Le Städtisches Theater sera, lui, inauguré en 1817. Sous l'impulsion d'actifs directeurs, dont le plus célèbre est certainement E.T.A. Hoffmann, on y joue un répertoire qui va de Mozart à Weber (création allemande d'OBERON après la création mondiale de Covent Garden). En 1840, alors que Mendelssohn dirige les activités de l'Orchestre du Gewandhaus, celui-ci deviendra l'orchestre défasse attitré de l'Opéra et le restera jusqu'à aujourd'hui.
En 1850, Schumann vient y diriger les premières représentations de son opéra GENOVEVA, et en 1867, un nouvel édifice est construit sur l'Augustusplatz, en face de l'emplacement où sera aussi bâti le Nouveau Gewandhaus. Ardent défenseur de l'art lyrique allemand, l'Opéra de Leipzig prendra rapidement fait et cause pour l'œuvre de Richard Wagner.

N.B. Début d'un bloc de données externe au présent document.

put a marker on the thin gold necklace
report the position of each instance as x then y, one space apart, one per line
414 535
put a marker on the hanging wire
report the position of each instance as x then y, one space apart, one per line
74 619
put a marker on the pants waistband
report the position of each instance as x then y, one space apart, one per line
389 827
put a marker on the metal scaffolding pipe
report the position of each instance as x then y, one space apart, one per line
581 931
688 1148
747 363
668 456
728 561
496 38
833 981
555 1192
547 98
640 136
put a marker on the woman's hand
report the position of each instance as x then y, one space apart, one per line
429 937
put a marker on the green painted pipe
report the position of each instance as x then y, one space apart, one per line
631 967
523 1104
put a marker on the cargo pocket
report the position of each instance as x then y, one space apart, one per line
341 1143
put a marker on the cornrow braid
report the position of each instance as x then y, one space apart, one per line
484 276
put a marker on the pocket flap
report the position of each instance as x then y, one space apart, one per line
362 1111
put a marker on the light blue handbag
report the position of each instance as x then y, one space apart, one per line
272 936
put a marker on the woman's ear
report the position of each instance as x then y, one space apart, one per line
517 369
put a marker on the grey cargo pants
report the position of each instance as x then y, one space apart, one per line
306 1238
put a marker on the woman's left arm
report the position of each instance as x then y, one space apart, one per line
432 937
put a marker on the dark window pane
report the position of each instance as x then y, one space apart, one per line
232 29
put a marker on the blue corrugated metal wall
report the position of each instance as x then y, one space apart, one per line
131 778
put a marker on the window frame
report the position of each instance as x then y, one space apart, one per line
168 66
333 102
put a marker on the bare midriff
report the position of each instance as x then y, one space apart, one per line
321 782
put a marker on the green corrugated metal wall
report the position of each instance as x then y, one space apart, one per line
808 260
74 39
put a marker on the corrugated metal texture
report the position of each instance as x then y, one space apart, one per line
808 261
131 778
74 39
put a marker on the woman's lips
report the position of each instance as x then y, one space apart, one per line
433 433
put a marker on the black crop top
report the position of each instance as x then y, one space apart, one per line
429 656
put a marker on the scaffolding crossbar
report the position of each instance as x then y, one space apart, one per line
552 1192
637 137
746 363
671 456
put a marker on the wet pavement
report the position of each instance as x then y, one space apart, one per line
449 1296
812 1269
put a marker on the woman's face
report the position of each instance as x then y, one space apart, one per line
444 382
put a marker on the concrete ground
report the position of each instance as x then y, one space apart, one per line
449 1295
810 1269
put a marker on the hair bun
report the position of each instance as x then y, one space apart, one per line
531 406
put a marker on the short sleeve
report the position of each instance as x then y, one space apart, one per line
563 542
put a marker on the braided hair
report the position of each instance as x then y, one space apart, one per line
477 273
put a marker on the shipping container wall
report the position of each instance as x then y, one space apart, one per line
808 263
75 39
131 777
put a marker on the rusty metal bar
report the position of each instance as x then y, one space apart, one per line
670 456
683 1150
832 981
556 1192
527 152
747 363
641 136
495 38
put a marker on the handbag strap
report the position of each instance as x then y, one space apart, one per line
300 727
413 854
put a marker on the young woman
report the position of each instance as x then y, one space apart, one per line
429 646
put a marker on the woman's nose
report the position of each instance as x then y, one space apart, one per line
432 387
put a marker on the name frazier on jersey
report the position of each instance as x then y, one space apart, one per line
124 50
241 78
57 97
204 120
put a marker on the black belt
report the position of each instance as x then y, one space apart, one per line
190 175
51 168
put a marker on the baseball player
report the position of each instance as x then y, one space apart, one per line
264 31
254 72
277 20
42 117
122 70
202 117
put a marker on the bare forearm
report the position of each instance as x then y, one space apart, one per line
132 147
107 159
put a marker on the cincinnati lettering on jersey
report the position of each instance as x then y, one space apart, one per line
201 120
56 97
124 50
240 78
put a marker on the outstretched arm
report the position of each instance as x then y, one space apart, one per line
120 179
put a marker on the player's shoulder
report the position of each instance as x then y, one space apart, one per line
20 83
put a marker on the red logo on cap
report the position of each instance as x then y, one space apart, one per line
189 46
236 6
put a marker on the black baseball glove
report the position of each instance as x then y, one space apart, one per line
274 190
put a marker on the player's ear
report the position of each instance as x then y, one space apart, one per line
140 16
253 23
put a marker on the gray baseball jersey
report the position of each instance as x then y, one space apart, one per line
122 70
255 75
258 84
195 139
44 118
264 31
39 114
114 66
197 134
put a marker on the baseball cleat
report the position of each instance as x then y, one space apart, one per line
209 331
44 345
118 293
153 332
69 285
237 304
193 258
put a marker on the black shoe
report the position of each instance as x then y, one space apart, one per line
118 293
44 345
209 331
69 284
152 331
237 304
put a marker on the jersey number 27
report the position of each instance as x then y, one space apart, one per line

La troupe monte une des premières intégrales du RING avec les décors et costumes du festival de Bayreuth, et s'empresse d'aller faire découvrir la prodigieuse tétralogie hors d'Allemagne : Covent Garden, La Fenke ou La Monnaie accueilleront ses productions avec enthousiasme. Cette culture wagnérienne sera défendue par Arthur Nikisch et par son jeune assistant, Gustav Mahler, mais n'empêchera jamais l'institution d'innover, et même de devenir un des temples de la musique moderne dans la première moitié de notre siècle : on y entendra, entre autres premières mondiales, les accents jazzy du JONNY SPIELT AUF de Krenek (1927) et ceux plus grinçants de Kurt Weill et Bertolt Brecht dans GRANDEUR ET DECADENCE DE LA VILLE DE MAHAGONNY (1930).
L'Opéra sera détruit pendant la Seconde Guerre Mondiale, et devra attendre 1960 pour être reconstruit, sinon à l'identique, du moins en respectant la forme classique de l'ancien théâtre.